Implementation:ChenghaoMou Text dedup Bloom Filter Func
| Knowledge Sources | |
|---|---|
| Domains | Data_Structures, Deduplication |
| Last Updated | 2026-02-14 21:00 GMT |
Overview
Concrete tool for streaming exact-match deduplication using the rbloom Bloom filter library provided by text-dedup.
Description
The bloom_filter function in bloom_filter.py creates an rbloom.Bloom filter via BloomFilterAlgorithmConfig.get_filter() and processes the dataset sequentially (num_proc=1, since the Bloom filter is stateful). For each document text, it checks membership (text in bf) and adds it if not seen. The result is a duplicate boolean column on the dataset.

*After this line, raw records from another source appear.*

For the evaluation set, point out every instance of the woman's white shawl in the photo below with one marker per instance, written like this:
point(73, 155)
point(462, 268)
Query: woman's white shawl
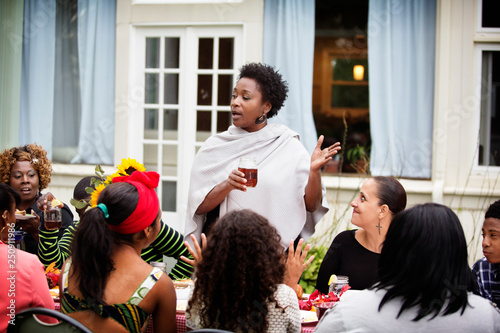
point(283, 171)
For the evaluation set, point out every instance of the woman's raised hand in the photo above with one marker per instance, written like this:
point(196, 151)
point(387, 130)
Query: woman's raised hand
point(196, 252)
point(41, 203)
point(236, 180)
point(320, 157)
point(296, 262)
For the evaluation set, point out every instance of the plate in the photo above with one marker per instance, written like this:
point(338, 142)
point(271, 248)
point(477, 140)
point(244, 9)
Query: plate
point(24, 217)
point(308, 317)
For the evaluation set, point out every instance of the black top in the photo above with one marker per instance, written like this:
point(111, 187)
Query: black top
point(347, 257)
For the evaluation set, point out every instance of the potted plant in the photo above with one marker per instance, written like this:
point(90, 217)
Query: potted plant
point(359, 158)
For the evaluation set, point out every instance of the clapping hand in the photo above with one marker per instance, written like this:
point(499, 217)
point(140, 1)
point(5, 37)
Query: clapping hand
point(296, 262)
point(196, 252)
point(320, 157)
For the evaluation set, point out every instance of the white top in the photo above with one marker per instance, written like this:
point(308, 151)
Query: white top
point(283, 172)
point(359, 313)
point(279, 321)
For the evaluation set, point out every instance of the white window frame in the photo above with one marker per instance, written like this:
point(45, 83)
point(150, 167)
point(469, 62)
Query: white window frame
point(188, 71)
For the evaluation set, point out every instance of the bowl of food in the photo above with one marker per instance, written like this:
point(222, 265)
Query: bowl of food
point(322, 307)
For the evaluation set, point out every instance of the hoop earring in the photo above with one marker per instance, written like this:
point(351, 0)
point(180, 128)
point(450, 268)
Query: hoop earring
point(262, 119)
point(379, 227)
point(1, 238)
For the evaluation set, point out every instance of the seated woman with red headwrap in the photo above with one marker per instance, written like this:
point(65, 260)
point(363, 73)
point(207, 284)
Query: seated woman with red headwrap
point(105, 274)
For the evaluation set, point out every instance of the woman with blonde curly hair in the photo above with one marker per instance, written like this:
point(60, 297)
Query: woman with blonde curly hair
point(27, 169)
point(243, 283)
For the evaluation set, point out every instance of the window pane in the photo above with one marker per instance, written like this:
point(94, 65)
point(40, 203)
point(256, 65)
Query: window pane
point(172, 52)
point(152, 52)
point(350, 96)
point(490, 14)
point(489, 142)
point(171, 89)
point(169, 196)
point(151, 89)
point(343, 69)
point(225, 88)
point(150, 124)
point(203, 125)
point(226, 47)
point(204, 89)
point(205, 53)
point(170, 121)
point(151, 157)
point(223, 120)
point(169, 159)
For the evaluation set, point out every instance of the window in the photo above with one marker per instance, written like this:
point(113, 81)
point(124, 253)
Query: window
point(488, 75)
point(186, 76)
point(489, 136)
point(341, 82)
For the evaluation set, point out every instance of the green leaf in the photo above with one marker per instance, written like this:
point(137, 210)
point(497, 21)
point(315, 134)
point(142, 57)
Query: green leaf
point(99, 171)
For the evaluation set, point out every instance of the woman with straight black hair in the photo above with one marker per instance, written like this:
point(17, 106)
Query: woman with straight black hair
point(355, 253)
point(424, 282)
point(106, 284)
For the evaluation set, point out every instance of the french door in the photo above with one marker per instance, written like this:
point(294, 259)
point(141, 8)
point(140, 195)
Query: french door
point(181, 85)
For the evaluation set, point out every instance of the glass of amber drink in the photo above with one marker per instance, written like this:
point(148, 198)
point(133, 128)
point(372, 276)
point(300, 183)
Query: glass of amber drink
point(248, 166)
point(52, 217)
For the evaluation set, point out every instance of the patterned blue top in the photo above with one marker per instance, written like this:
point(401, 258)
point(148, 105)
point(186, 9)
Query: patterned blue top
point(488, 279)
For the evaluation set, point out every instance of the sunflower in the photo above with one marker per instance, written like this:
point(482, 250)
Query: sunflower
point(95, 194)
point(128, 166)
point(109, 179)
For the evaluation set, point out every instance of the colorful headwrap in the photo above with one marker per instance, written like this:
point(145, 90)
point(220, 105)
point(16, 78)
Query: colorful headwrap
point(147, 207)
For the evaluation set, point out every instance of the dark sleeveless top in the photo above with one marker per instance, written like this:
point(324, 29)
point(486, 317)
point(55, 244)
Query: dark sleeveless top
point(130, 315)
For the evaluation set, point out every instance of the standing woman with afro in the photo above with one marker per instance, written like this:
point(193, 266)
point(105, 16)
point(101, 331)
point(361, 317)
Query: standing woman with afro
point(27, 169)
point(289, 192)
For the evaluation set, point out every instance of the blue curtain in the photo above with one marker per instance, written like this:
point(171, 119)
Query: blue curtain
point(65, 117)
point(37, 74)
point(289, 47)
point(401, 57)
point(96, 49)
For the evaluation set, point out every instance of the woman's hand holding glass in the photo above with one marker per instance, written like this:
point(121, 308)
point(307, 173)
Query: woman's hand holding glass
point(296, 262)
point(196, 252)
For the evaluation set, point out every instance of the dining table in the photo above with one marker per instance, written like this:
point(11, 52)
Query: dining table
point(180, 318)
point(181, 325)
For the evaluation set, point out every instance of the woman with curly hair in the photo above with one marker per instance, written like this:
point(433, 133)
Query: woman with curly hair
point(27, 169)
point(289, 192)
point(105, 283)
point(240, 278)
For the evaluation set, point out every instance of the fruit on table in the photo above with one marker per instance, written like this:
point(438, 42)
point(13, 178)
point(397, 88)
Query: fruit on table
point(299, 291)
point(56, 203)
point(333, 279)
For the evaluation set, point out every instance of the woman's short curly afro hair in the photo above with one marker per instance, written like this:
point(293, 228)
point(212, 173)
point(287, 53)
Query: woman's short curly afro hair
point(272, 86)
point(493, 211)
point(32, 153)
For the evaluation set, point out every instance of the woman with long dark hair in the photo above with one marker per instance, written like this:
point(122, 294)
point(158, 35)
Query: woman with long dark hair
point(105, 274)
point(424, 282)
point(355, 253)
point(240, 278)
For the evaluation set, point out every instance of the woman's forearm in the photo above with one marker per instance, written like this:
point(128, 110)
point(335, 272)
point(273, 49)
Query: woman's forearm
point(214, 197)
point(313, 193)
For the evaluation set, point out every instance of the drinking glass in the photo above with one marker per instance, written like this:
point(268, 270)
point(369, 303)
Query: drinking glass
point(336, 286)
point(248, 166)
point(52, 217)
point(18, 239)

The BloomFilterAlgorithmConfig class configures the filter with max_elements (expected capacity) and error_rate (target false positive probability), which are passed directly to rbloom.Bloom.
Usage
Import this when running the Bloom filter deduplication pipeline for exact-match deduplication.
Code Reference
Source Location
- Repository: text-dedup
- File: src/text_dedup/bloom_filter.py (L23-47), src/text_dedup/config/algorithms/bloom.py (L10-16)
Signature
def bloom_filter(config: Config, ds: Dataset) -> Dataset:
"""Apply Bloom filter for exact-match deduplication.
Parameters
----------
config : Config
Pipeline configuration with BloomFilter settings.
ds : Dataset
Input dataset with text column.
Returns
-------
Dataset
Dataset with 'duplicate' boolean column added.
"""
class BloomFilterAlgorithmConfig(AlgorithmConfig):
algo_name: Literal["bloomfilter"] = "bloomfilter"
max_elements: int
error_rate: float
def get_filter(self) -> Bloom:
"""Create a new rbloom.Bloom filter."""
return Bloom(self.max_elements, self.error_rate)
Import
from text_dedup.bloom_filter import bloom_filter
from text_dedup.config import BloomFilterAlgorithmConfig
I/O Contract
Inputs
| Name | Type | Required | Description |
|---|---|---|---|
| config | Config | Yes | Pipeline configuration with Bloom filter settings |
| ds | Dataset | Yes | Input dataset with text column |
Outputs
| Name | Type | Description |
|---|---|---|
| Dataset | Dataset | Dataset with added 'duplicate' boolean column |
Usage Examples
Running Bloom Filter Deduplication
from text_dedup.bloom_filter import bloom_filter, load_and_preprocess, remove_duplicates
from text_dedup.config.base import load_config_from_toml
from pathlib import Path
config = load_config_from_toml(Path("configs/bloom_filter.toml"))
ds, original_len = load_and_preprocess(config)
# Index documents through Bloom filter
ds = bloom_filter(config, ds)
print(ds.column_names) # [..., 'duplicate']
# Remove duplicates
final_data = remove_duplicates(config, ds)
print(f"Removed {original_len - len(final_data)} duplicates")